Photoinduced cycloaddition of biomass derivatives to obtain high-performance spiro-fuel

Abstract

The photoinduced conversion of biomass-derived chemicals to high value chemicals and advanced fuels is of great significance but still challenging. Herein, a green and efficient self-sensitized [2 + 2] cycloaddition process is developed to convert biomass-derived β-pinene and isophorone to spirocyclic molecules, which cannot be achieved by thermal catalytic conversion. The photoreaction can take place with isophorone as the self-sensitizer, with high selectivity and a yield of up to 91.1%. A triplet sensitization mechanism is disclosed by a combination of triplet quenching, phosphorescence quenching, Stern–Volmer kinetic analysis, DFT calculations and photochemical kinetic studies.
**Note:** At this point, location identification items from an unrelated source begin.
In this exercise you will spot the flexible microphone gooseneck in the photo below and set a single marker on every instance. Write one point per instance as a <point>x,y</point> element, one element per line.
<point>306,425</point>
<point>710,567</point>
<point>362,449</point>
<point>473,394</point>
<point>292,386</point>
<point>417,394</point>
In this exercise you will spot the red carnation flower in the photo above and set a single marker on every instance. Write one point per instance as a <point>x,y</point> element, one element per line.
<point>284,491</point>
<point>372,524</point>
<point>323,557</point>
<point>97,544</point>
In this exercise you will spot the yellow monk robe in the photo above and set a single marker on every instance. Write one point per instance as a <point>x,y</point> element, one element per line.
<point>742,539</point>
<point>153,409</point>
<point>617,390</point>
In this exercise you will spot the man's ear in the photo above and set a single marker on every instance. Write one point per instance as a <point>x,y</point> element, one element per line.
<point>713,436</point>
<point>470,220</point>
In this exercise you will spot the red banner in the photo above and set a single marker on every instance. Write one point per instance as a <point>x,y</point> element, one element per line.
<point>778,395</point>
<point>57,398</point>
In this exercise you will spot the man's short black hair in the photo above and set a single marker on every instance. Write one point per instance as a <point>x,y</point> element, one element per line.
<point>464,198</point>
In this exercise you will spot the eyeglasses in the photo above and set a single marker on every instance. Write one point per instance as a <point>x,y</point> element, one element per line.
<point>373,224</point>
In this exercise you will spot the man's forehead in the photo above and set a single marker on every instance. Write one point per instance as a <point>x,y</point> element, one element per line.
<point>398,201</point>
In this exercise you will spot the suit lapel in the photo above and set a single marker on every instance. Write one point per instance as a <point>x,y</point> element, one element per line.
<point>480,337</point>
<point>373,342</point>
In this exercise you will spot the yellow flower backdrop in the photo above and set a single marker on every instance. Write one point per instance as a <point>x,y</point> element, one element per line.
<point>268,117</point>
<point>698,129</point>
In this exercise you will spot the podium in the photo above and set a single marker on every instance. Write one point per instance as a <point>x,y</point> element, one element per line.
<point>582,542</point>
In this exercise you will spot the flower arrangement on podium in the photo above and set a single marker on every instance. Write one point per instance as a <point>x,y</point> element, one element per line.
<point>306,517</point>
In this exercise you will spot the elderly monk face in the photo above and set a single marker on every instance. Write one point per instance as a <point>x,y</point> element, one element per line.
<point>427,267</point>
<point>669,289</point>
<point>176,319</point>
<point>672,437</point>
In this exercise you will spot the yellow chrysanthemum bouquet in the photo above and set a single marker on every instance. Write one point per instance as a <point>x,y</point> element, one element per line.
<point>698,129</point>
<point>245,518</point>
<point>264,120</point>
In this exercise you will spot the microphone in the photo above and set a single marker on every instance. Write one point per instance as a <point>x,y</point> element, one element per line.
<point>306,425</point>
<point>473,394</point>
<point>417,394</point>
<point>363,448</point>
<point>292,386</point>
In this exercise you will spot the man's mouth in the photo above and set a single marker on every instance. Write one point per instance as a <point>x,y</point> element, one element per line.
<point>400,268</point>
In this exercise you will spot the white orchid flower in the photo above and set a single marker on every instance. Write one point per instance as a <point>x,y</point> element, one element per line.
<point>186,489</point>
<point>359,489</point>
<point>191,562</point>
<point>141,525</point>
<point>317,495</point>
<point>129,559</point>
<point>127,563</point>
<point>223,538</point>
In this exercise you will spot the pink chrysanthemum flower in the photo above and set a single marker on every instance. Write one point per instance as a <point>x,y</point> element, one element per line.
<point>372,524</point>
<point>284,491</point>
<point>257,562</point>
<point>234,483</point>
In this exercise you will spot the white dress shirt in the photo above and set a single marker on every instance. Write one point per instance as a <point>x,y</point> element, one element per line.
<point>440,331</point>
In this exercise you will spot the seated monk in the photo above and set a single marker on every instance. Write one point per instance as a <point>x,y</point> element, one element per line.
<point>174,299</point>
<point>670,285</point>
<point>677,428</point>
When combined with hydrodeoxygenation, spiro-fuel is obtained with an overall yield of 85.0% showing a high density of 0.911 g mL⁻¹ which is 16.8% higher than that of conventional aviation kerosene (ca. 0.78 g mL⁻¹), along with excellent cryogenic properties. Notably the self-sensitized cycloaddition strategy can be extended to a wide range of biomass derived α,β-unsaturated ketones and alkenes. Thus, this work provides a promising ring-increasing route to upgrade low-density bio-derived feedstocks to high-density hydrocarbons.